Dropbox's primary case is Function Media, L.L.C. v. Google, Inc., 708 F.3d 1310 (Fed. Cir. 2013). In Function Media, a jury found certain patent claims invalid and not infringed. Id. at 1314. The patentee moved for judgment as a matter of law that this verdict was irreconcilable, as the jury purportedly must have taken different claim construction positions for invalidity and noninfringement purposes. Id. at 1316, 1327-28. The Federal Circuit held that the patentee had waived this argument by failing to object before the jury was discharged. Id. at 1330. The patentee argued that the verdict was special “because the verdict form asked the jury specific questions about validity and infringement,” while the defendant argued the verdict was general “because it consisted of simple yes or no questions on infringement, anticipation, and obviousness.” Id. at 1328. The Federal Circuit reviewed its precedent on the matter and found it unhelpful. See id. The court then relied on Wright & Miller to draw the distinction that “general verdicts require the jury to apply the law to facts, and therefore require legal instruction, whereas special verdicts compel the jury to focus exclusively on its fact finding role.” Id. at 1328-29 (quoting 9B Charles Alan Wright & Arthur R. Miller, Fed. Prac. & Proc. § 2503 n.1 (3d ed. 2008)). Applying this principle, the Federal Circuit held that the verdict section on obviousness was a general verdict, as obviousness is a legal question with underlying facts. Id. at 1329. As for the verdict sections on anticipation and infringement, the Federal Circuit held that these were also general verdicts, even though anticipation and invalidity are fact questions. Id. at 1329-30. The court reasoned that determining anticipation and infringement virtually requires legal instruction. See id. at 1330. Since the verdict required legal instruction and application of legal principles, not just written findings on issues of fact, the verdict was a general one. Id. The court especially noted that the verdict questions were so general that they did not expose what the jury had done, as would be expected in a special verdict. Id. Having determined that the verdict was a general verdict, the Function Media court held that plaintiff had waived its irreconcilability challenge by failing to object before the jury had been discharged. Id.

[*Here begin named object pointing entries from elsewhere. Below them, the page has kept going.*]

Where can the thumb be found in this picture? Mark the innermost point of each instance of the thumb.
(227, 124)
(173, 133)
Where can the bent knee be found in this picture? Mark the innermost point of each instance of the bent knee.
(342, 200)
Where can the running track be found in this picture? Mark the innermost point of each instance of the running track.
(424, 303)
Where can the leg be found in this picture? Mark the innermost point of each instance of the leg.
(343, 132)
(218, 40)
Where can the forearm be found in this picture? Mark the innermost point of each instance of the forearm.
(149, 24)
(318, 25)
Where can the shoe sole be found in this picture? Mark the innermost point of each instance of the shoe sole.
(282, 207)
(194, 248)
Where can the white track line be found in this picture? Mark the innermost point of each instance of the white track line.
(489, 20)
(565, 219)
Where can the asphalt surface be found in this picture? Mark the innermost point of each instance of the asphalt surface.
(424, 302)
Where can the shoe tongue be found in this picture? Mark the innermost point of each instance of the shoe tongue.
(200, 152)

Applying the caselaw above, the Court holds that the verdict in this case was a general verdict with written questions. As a reminder, the verdict form in this case contained four sections: infringement, priority date, invalidity, and damages. See generally ECF No. 382. Under Function Media, the first section was a general verdict. See 708 F.3d at 1330. Similarly, the invalidity section is a general verdict, even though the verdict form asked about anticipation and obviousness in the same question. See id. at 1329-30. The last section was never filled out and is irrelevant to this analysis. See ECF No. 382 at 5.

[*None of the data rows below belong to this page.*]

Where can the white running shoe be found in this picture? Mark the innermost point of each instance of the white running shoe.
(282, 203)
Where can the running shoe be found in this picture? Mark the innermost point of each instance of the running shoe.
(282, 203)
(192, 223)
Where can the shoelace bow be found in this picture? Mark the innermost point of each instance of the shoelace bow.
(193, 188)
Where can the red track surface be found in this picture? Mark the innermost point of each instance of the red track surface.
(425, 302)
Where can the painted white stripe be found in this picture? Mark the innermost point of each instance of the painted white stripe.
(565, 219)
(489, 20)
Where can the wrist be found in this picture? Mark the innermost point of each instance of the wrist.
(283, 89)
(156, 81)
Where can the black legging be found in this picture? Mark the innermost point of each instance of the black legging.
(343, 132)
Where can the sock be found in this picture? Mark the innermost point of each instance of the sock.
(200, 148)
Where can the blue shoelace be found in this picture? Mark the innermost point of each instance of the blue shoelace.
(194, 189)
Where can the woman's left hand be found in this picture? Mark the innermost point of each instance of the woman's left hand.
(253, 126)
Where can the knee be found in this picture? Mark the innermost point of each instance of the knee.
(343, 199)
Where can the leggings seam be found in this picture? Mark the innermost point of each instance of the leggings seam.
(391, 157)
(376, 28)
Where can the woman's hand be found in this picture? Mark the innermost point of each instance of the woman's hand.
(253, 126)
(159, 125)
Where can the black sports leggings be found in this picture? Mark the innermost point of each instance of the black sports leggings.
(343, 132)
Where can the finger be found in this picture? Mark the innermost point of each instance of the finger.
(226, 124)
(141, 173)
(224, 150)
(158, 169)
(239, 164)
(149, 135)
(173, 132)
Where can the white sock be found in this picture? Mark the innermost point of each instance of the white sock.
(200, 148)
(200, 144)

The section unique to this case is the priority date section. Whether a patent's claims are entitled to a priority date is a question of law based on underlying facts. Nat. Alts. Int'l, Inc. v. Iancu, 904 F.3d 1375, 1379 (Fed. Cir. 2018). The parties' priority date dispute centered around whether the asserted claims were supported by two patent applications filed in 2012. ECF No. 374 at 29. “Compliance with the written description requirement is a question of fact ....” PowerOasis, Inc. v. T-Mobile USA, Inc., 522 F.3d 1299, 1307 (Fed. Cir. 2008). In order to make that determination, the jury had to be instructed at length about the law of priority dates and written description. See ECF No. 374 at 29-31. The answer to the written questions on priority date therefore “required jurors to state an answer by combining their fact finding with the judge's instructions ....Upon receiving this verdict, the district judge did not need to apply the law regarding [priority dates]; jurors already had.” Team Contractors, 976 F.3d at 519. Under these circumstances, completing all the written questions on the verdict form “require[d] jurors to apply the instructed law to their fact-findings, thereby fully explaining who prevails on all claims against a single defendant.” Id. at 520. “[T]hat is sufficient for a Rule 49(b) verdict.” Id.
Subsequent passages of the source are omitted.